Contactless Fraud Scare? Not So Fast.
By Andy Ramsden, Trustonic
So, contactless card fraud hit £7 million (US$5.15 million) in the U.K. in 2016, up from £153,000 (US$197,000) in 2014. Cue click-bait headlines about fraud soaring by almost 4,500 percent. When you dig a bit deeper, this is both mischievous scaremongering and quite misleading.
Salacious Spending Spree
Firstly, the article explains how contactless card theft allows criminals to “go on a spending spree without knowing a PIN or any other card details.” In reality, any spending spree is limited to between one and three contactless transactions, under £30 (in the U.K./US$38). After those initial transactions, the thief will be challenged to enter the card PIN, keeping contactless “spending sprees” to a maximum of £90 (US$116). Also, assuming you report the theft in a timely manner, your issuing bank will carry full liability for these fraudulent transactions and your money returned to you.
Data Discrimination
On face value, a 4,500 percent increase in fraud sounds serious; however, without considering the rate of growth of contactless cards over the same period, the statistic is pretty meaningless.
There were 43.3 million contactless cards in circulation in March 2014 compared with 107.4 million in March 2017, according to the UK Cards Association. That’s a 148 percent increase. Admittedly this stat is not going to grab as many headlines, but it goes some way to explain the increase in fraud.
It doesn’t of course explain away a 4,500 percent increase, but when you consider this started from a very low base, the rate of growth is less important than the absolute number. So, using the UK Cards Association data again, in 2016, £21.8 billion (US$28.1) was spent on contactless cards.
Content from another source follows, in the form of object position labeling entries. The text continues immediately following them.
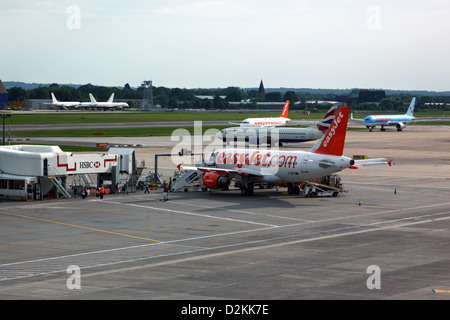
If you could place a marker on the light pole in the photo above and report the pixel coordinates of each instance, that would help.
(4, 116)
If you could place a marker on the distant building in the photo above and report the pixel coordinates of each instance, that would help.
(3, 96)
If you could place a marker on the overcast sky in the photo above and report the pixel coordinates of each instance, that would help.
(206, 43)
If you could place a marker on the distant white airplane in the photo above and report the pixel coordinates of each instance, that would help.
(267, 122)
(399, 121)
(104, 105)
(63, 104)
(280, 135)
(290, 168)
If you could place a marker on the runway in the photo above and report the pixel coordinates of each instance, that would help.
(220, 245)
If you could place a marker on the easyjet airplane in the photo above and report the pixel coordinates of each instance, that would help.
(250, 166)
(267, 122)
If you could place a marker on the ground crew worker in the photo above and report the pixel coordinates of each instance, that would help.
(165, 191)
(102, 191)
This means that £7 million (US$5.15 million) in fraud amounts to just 0.03 percent of the whole, all of which is effectively underwritten by the issuing banks once the card loss is reported.
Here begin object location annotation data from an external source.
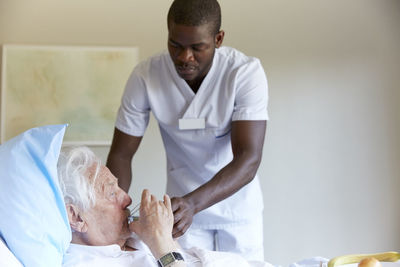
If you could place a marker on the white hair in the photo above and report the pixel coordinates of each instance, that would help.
(73, 174)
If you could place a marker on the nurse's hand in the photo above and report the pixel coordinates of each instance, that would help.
(154, 226)
(183, 215)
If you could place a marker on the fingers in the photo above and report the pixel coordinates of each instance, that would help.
(179, 229)
(167, 202)
(145, 196)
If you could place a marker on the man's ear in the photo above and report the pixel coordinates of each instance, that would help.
(75, 218)
(219, 38)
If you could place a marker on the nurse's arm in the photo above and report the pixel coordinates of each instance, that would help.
(123, 148)
(247, 139)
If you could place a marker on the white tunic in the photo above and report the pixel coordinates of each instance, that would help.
(234, 89)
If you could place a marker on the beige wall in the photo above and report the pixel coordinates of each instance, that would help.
(330, 172)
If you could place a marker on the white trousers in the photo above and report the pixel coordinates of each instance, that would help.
(243, 239)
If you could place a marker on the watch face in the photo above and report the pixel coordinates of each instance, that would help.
(167, 259)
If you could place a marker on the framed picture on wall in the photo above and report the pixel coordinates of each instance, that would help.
(81, 86)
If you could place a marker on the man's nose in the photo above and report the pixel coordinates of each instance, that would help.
(186, 55)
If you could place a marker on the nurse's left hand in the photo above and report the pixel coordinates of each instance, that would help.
(183, 215)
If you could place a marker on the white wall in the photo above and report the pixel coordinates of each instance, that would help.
(330, 172)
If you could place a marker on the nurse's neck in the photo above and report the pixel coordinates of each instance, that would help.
(195, 84)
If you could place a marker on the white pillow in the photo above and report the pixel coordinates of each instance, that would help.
(34, 222)
(6, 257)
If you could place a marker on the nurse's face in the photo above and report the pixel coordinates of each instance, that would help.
(192, 50)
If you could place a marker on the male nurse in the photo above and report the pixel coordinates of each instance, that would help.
(210, 102)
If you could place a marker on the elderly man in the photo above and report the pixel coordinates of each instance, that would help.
(98, 213)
Make the Move to Mobile Contactless
And if that still makes you nervous, you could always pay using your mobile. The best mobile payment solutions use trusted execution environment technology to enable fingerprint authentication and secure smartphone screens. This means criminals can’t even make a single contactless transaction from my digital wallet if they acquire my device. This layered security makes all digital payments very secure indeed.
I’m not quite sure if the headlines stem from a lack of knowledge or hidden agendas, but a bit of rummaging into the data makes most scandalised headlines about contactless card fraud pretty much meaningless. Education on what to do if you lose your card or spot a fraudulent transaction would serve the public better than jumping on a stat to generate clicks.
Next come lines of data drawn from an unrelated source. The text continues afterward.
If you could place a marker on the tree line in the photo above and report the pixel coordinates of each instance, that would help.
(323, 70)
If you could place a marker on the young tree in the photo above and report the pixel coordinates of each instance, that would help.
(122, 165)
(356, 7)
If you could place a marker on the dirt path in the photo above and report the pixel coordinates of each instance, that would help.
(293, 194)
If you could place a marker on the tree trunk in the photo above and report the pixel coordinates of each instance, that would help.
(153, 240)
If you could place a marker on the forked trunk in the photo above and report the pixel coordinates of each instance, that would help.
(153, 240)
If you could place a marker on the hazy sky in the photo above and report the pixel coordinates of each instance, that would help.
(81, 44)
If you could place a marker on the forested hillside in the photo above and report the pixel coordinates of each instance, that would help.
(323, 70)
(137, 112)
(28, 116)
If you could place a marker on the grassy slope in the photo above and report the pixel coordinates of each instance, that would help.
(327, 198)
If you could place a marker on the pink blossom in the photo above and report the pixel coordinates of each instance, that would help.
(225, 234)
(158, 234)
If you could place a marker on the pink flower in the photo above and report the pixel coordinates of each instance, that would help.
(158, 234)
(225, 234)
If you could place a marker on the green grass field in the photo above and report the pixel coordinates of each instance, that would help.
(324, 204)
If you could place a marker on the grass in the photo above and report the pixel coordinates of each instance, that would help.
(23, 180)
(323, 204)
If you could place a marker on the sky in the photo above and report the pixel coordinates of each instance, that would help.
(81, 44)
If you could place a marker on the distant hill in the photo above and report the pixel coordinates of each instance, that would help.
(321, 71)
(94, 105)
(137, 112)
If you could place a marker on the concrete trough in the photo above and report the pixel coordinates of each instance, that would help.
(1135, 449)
Andy Ramsden is the marketing director at Trustonic, which brings hardware- and software-level security today to nearly 500 million smart devices used to access the connected world. Prior to that he was product marketing and business development manager for Proxama, a U.K.-based firm that provides end-to-end solutions for card issuers to migrate customers from magnetic stripe credit and debit cards to contactless mobile payments.